スポーツバッグがなくなり、今度はひょいと瑞希の体は軽々持ち上がった。
「えへへ。ありがと。これに免じてぶつかったことは許してあげよう」
スカートを叩き、はにかみながらそういう瑞希に、裕紀は背中に大量の冷や汗を流しながらも微笑みを作って応えた。
「ははは。ありがとう」
こんな太陽のような笑顔を振りまく瑞希でも、多分下着を見てしまったことがバレてしまえば半殺しは免れないだろう。
とりあえず今日一日は慎重に学校生活を送ろうと密かに決意するのだった。
「そうじゃなくて、やばいぞ瑞希遅刻する!」
「あーッ! そうだよ、遅刻するだろうと思って裕紀君を呼びに行くつもりだったのに!」
「なんか俺、遅刻が日常茶番時のぐうたら高校生だと思われてないか?」
自分のことより他人のことを考えているなんて、随分と余裕でいらっしゃる。
ともあれ遅刻する現状はどうにもならず、忘れかけていた裕紀と、彼に言われて思い出したらしい瑞希は随分と停めていたエレベーターに二人して乗り込んだ。

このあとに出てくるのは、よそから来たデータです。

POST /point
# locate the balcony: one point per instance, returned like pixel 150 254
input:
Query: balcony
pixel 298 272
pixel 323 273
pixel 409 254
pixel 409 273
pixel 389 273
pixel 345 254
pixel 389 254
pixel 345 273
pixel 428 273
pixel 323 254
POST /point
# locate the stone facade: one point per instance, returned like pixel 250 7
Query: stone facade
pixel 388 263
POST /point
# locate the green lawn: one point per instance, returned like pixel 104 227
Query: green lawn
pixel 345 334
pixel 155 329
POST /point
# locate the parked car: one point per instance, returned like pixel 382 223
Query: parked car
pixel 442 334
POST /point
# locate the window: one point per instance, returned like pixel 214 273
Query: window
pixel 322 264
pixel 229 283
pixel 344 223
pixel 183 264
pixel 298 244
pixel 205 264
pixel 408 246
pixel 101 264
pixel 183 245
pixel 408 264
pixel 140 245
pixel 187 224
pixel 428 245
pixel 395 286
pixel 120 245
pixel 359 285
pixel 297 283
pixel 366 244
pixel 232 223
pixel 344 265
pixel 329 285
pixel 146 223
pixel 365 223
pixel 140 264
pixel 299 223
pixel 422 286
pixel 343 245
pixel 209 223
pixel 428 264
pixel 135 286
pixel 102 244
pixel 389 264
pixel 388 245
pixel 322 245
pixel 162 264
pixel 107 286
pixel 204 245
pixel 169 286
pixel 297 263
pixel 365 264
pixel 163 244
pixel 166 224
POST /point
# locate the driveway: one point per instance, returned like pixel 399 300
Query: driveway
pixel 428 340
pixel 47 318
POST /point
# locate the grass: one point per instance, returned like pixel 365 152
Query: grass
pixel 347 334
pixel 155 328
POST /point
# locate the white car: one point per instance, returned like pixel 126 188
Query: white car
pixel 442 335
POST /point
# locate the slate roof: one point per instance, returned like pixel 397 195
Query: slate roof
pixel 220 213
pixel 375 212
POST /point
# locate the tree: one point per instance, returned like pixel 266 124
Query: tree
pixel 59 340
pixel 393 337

いつもより早く目的の階のボタンを押した裕紀たちを乗せて、エレベーターは五階から一階へと下降を始めた。
五階から一階まで到着するのに時間は然程かからない。だからか二人の間で会話は生まれなかった。
ただ、隣に立つ瑞希が妙にそわそわしていることが気になり、一階のロビーへ着くなり裕紀は尋ねた。
「なあ、瑞希。今日はいつも以上に落ち着きがないけど、どうかしたのか?」
エレベーターから降りるなり走り出そうとした現役陸上選手殿を止めるように切り出された問に、瑞希は踵でブレーキをかけて振り向きざまに言い放った。
「ごめん! 今日日直だったこと忘れてたから先行くね!!」
「あ、ああ、気を付けろよ!?」
戸惑いつつも納得した裕紀は、言うなり再び走り出した瑞希の背中にそう声を掛けた。
その言葉を受けた瑞希は片手をひらひらと振り、そのままマンションの外へ走り去ってしまった。
(そっか。日直だったのか、あいつ)
簡単に説明してしまえば日直とは、朝礼前に黒板を綺麗にしたり掲示物の点検や掲示をする係りだ。放課後になると教室の鍵締めや、出席簿を職員室に返却したりなど、面倒な仕事が結構ある。
基本は毎週二人一組が決まりなので、この時間では相方の生徒が先に来てやってくれていることだろう。
それでも急いで行くのは、瑞希の善良な心あっての行いだ。
そんなことを考えている間にも、時間は無情にも過ぎ去って行く。
裕紀も急がなければ遅刻が確定的になってしまう。
(面倒だけど、走るか)
朝一のランニングは趣味でもなんでもなかったが、裕紀ならここから全力で走れば学校まで十分とかからない。
ただ、体力はかなり使う羽目になるので自分から進んで走ろうとは思はない。
しかし状況も状況なので、裕紀は冬にも関わらず学生服の袖を捲ると心の中で三つ数えて走り出した。
ロビーから冬の寒気に包まれた外の世界へ出た裕紀は、雲一つない青く澄み切った空の下を全力で駆け抜けた。